Yes (to your body question, not your title question; it is confusing when people do this). Take $X = \mathbb{Z}$ with the topology generated by an open set containing $n$ for every positive integer $n$. (This space is connected because the smallest open set containing a non-positive integer is the entire space.) Consider the continuous bijection given by sending $x$ to $x - 1$.

Here is what might be a Hausdorff example: take $X = \mathbb{R}$ with the topology generated by the usual topology together with the open set $(0, \infty) \cap \mathbb{Q}$, and again consider the continuous bijection $x \to x-1$. Unfortunately I am not sure if $X$ is connected.

The most general situation I know where a continuous bijection $X \to Y$ is automatically a homeomorphism is if $X$ is compact and $Y$ is Hausdorff. This is a nice exercise and extremely useful.

Answer 4

Consider the topology on $\mathbb R$ in which the open sets are $\varnothing,\mathbb R$ and $(a,\infty)$ such that $a\geq 0$.

Is this a topology?

$\varnothing$ and $\mathbb R$ are open.

If we take $(a,\infty)$ and $(b,\infty)$ with $a,b\geq 0$ without loss of generality $a<b$ and so $(a,\infty) \cap (b,\infty) = (b,\infty)$. If one of the intersecands is $\mathbb R$ or $\varnothing$ it is easy. When one of the intersecands is $\mathbb R$ or $\varnothing$ the situation is easy.
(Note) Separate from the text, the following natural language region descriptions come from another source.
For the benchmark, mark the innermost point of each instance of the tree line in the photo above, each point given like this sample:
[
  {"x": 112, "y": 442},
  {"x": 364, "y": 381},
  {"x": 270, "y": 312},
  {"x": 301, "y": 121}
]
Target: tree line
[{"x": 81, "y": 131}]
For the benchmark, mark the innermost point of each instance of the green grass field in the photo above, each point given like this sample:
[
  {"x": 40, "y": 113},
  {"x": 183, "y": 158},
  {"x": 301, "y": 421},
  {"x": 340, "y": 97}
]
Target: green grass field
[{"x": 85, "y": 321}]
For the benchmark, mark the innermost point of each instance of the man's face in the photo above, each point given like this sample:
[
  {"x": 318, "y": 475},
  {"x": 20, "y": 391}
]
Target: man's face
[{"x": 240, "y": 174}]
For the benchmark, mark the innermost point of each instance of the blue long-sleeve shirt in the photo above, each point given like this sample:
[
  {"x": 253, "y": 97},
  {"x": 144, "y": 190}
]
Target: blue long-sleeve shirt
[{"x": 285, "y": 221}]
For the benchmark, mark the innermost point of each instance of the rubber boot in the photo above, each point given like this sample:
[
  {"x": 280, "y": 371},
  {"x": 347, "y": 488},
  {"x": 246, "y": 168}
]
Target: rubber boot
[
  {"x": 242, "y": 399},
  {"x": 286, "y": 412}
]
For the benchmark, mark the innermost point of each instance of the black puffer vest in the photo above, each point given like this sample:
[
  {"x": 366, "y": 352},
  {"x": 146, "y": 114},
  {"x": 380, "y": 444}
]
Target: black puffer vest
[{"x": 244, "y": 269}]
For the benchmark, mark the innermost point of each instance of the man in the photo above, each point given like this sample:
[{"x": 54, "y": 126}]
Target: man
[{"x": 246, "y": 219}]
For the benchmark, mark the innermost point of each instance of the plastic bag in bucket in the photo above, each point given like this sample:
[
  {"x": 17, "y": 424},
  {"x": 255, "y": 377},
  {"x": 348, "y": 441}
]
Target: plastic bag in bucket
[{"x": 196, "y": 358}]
The union of an arbitraty union of sets is only interesting when none of the sets are $\varnothing$ or $\mathbb R$ and in that case if the intervals are $(a_i,\infty)$ our union is $(\inf a_i, \infty)$ which is also open.

This set is connected because there is right-interval such that its complement is also open.

Now consider the bijection $f: \mathbb R \rightarrow \mathbb R$ given by $f(x) = (x-1)$. Notice that the preimage of the interval $(a,\infty)$ with $a\geq 1$. is the interval $(a+1,\infty)$ which is also open. hence the function is continuous. However, the function is not open as $f((0,\infty)) = (-1,\infty)$ which is not open.